Voor inwoners die onder beschermd wonen vallen en tevens begeleiding van Kwintes ontvangen, is er geen budget meer voor budgetbeheer vanuit de zorgkantoren. Zorgkantoren hebben geen budget, omdat de verantwoordelijkheid is weggehaald bij de Wlz en is verschoven naar armoede/schuldhulp. Kwintes heeft aangekondigd een aanvullende subsidie aanvraag in te dienen. We gaan onderzoeken of deze stijging valt onder de verantwoordelijkheid van gemeenten. Dit kan tot een stijging van subsidiekosten of kosten voor bijzondere bijstand leiden. De kosten zijn ongeveer € 30.000,- op jaarbasis.
Energietoeslag
Inwoners met een laag inkomen hebben in 2022 een energietoeslag kunnen aanvragen ter compensatie van de hoge energierekening.
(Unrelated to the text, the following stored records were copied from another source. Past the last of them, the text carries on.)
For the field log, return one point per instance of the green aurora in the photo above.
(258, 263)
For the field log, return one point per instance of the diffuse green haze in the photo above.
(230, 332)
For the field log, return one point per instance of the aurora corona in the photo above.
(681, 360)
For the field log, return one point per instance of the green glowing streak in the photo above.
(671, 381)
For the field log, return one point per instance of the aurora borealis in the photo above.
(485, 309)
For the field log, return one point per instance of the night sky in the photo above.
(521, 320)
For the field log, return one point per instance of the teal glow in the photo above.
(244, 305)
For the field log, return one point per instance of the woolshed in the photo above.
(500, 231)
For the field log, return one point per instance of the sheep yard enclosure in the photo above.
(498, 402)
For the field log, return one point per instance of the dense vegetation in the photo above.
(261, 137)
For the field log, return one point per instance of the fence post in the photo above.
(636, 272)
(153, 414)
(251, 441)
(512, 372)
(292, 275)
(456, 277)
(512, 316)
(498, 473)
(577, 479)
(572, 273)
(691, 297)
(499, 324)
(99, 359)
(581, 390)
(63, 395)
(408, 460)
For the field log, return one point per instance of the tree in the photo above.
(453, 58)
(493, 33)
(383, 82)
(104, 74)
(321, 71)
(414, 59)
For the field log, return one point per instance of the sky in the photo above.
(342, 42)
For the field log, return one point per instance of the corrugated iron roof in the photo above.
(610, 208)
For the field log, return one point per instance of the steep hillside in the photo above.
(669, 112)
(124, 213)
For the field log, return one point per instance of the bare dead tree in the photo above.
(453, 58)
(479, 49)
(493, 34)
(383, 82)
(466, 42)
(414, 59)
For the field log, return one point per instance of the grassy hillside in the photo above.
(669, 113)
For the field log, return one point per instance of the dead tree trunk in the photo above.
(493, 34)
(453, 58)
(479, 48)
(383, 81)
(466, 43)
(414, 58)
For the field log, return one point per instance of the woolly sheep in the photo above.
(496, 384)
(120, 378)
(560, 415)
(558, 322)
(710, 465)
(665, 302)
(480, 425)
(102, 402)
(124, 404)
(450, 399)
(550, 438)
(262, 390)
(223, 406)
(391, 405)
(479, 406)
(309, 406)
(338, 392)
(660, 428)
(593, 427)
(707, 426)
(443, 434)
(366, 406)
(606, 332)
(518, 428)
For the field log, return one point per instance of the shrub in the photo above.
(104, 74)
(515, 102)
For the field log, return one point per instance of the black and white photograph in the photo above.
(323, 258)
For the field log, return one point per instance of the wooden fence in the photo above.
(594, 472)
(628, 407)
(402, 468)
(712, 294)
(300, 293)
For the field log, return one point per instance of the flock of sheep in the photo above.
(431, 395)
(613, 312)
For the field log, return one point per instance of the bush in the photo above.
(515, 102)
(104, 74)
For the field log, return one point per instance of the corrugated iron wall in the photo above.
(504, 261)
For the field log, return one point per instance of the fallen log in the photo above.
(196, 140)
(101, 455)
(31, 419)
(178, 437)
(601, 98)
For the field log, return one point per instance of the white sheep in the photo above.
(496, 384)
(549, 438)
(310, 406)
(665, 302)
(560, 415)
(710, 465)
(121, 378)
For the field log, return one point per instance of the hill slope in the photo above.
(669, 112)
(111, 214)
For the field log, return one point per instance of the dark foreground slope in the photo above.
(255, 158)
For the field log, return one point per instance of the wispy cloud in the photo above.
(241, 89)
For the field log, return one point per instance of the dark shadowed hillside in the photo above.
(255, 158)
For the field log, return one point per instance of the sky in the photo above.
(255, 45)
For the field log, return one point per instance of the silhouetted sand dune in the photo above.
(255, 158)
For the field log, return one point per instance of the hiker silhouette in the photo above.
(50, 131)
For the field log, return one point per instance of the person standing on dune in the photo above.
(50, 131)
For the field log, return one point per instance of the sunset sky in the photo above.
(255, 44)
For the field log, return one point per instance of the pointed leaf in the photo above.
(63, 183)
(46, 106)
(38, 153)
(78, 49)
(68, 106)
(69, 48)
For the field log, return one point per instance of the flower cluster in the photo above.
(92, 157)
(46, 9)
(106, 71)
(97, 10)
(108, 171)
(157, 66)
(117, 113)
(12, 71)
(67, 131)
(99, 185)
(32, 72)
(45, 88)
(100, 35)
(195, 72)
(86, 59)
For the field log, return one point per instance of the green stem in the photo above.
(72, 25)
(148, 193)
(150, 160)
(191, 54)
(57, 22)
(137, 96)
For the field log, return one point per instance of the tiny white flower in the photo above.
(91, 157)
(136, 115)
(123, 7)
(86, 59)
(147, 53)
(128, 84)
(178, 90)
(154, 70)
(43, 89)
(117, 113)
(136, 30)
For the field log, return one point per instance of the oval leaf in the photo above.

Door de kabinetsval is de energietoeslag voor 2023 uitgesteld. Het wetsvoorstel is aangeboden aan de Tweede Kamer, maar het is nog onbekend of deze controversieel wordt verklaard of niet. Indien het wetsvoorstel wel wordt behandeld voor de verkiezingen dan is de beoogde ingangsdatum half oktober 2023.
De eventuele energietoeslag 2023 voeren we ook uit voor de gemeenten Rhenen en Renswoude. De vergoeding voor de uitvoeringskosten wordt aan ons uitgekeerd. De hoogte van de vergoeding is afhankelijk van het budget dat het Rijk beschikbaar stelt voor deze toeslag. De toekomstige ontvangsten worden budgetneutraal verwerkt.
Inburgering
De verwachting is dat de instroom, ook in 2024, hoog blijft. Dit heeft, naast consequenties voor de formatie, gevolgen voor de uitgaven voor taalmaatjes inburgering. Voor 2024 zijn er opnieuw meer taalmaatjes nodig en dus meer subsidie. De wachtlijst bij de grootste taalschool (vanwege personeelstekort) is inmiddels weggewerkt. Wel is het soms nodig dat inburgeraars wachten op plaatsing in de beste groep. Dit verhoogt de kwaliteit van de lessen, maar ook kunnen er kortdurende (taal-) trajecten nodig zijn om een zinvolle tijdsbesteding aan te bieden.
Verder wordt onderzocht of de trajecten maatschappelijke begeleiding, participatie en zelfredzaamheid kunnen worden verbeterd. Hier wordt gedacht aan buddy’s en een andere invulling van maatschappelijke begeleiding. In de tweede helft van 2023 wordt duidelijk hoe het nieuwe traject er uit kan zien en wat hiervan de kosten zijn.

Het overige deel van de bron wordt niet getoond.